The Greens are also directing their preferences to the National Party in seats the Nationals presently hold and which are in no danger of falling to the Labor Party. There is nothing novel in this decision. It is simply a repetition of previous State elections.
In spite of this preference deal with the National Party, it is worth observing that the Greens are unable to deliver the majority of their votes. At the last Western Australian State election where the Greens directed their preferences to the National Party in the seats of Moore (Lib), Vasse (Lib) and Wagin (NP) for example, the National Party received less than 30 percent of the Greens preferences. The Greens are overwhelmingly Labor voters whatever might be the hollow threats of their leaders.
Perhaps it is not too unkind to observe that at the last State election not one seat fell to any party on Green preferences. More telling is the influence that One Nation had on the fortunes of the Greens at the same election in which the stupidity of the Liberal Party played no small part.
Would be psephologist and Liberal Party campaign director Jeremy Buxton convinced Western Australian One Nation leader, John Fischer to place the Greens ahead of the Liberal Party in the two Upper House regions of ‘Mining and Pastoral’ and ‘Agriculture’.
The absurd logic was that the Greens could not possibly win the seats on One Nation preferences and such a preference order would add legitimacy to One Nation’s ticket by having all minor parties ahead of the major parties. The fact that the Liberal Party was placed immediately ahead of the Labor Party towards the bottom of the ticket was to disguise the intended final resting place of the preferences.
As is invariably the way of such adolescent folly, the machination backfired and the Greens won the two seats from the sitting Liberal members on One Nation preferences.
Dear Jeremy was responsible not only for the loss of two Upper House seats, he was consequentially responsible for the loss of control by the Coalition of the Legislative Council and in collecting the trifecta; his political judgment also resulted in the Coalition losing control of both Houses of the State parliament for the first time in 108 years.
Very few officials of any political party can lay personal claim to such tangible destruction of their own Party.

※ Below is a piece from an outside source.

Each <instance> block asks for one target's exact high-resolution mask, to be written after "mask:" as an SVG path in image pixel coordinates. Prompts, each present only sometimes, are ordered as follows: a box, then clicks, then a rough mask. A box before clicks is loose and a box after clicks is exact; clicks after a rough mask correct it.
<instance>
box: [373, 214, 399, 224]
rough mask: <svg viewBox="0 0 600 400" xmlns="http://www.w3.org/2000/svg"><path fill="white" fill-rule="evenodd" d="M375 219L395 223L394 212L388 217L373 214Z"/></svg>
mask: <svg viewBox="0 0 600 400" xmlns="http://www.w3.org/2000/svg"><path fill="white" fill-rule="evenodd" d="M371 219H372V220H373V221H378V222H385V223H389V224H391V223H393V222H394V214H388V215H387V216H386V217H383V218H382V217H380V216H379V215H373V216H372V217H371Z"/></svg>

Buxton was rewarded for his perspicacity and political wit with a further four years as campaign chairman, a position he presently holds. He is presently employed as a psephologist to the parliamentary leader.
At the risk of further discolouring Jeremy’s contribution of long service to the Liberal Party, he does have form in confusing psephology with history. In August of 1994, Gordon Hill, the Labor member for the State seat of Helena resigned thereby creating a by election.
At a Liberal Party campaign meeting to consider what form our campaign should take, Jeremy Buxton informed the meeting that a seat had not been won from an Opposition by a Government in a by election in Western Australia for 50 years and in his considered and unwavering view our attempts to win this contest would be futile.
The consequence of this profound account of our doomed prospects was that it became accepted currency to the point that the Chairman of the Finance Committee refused to provide any funds for the campaign and urged that the Party effectively run dead. It was a position he maintained with grim determination for the duration of the contest.
The task of raising the very substantial funds was left to but a few, as happily was the conduct of the campaign. The Liberal Party won the seat and in so doing, shattered the Labor Party but apparently not Buxton’s belief in himself.
He is presently presiding over the current State election campaign which is the worst I have observed in thirty years.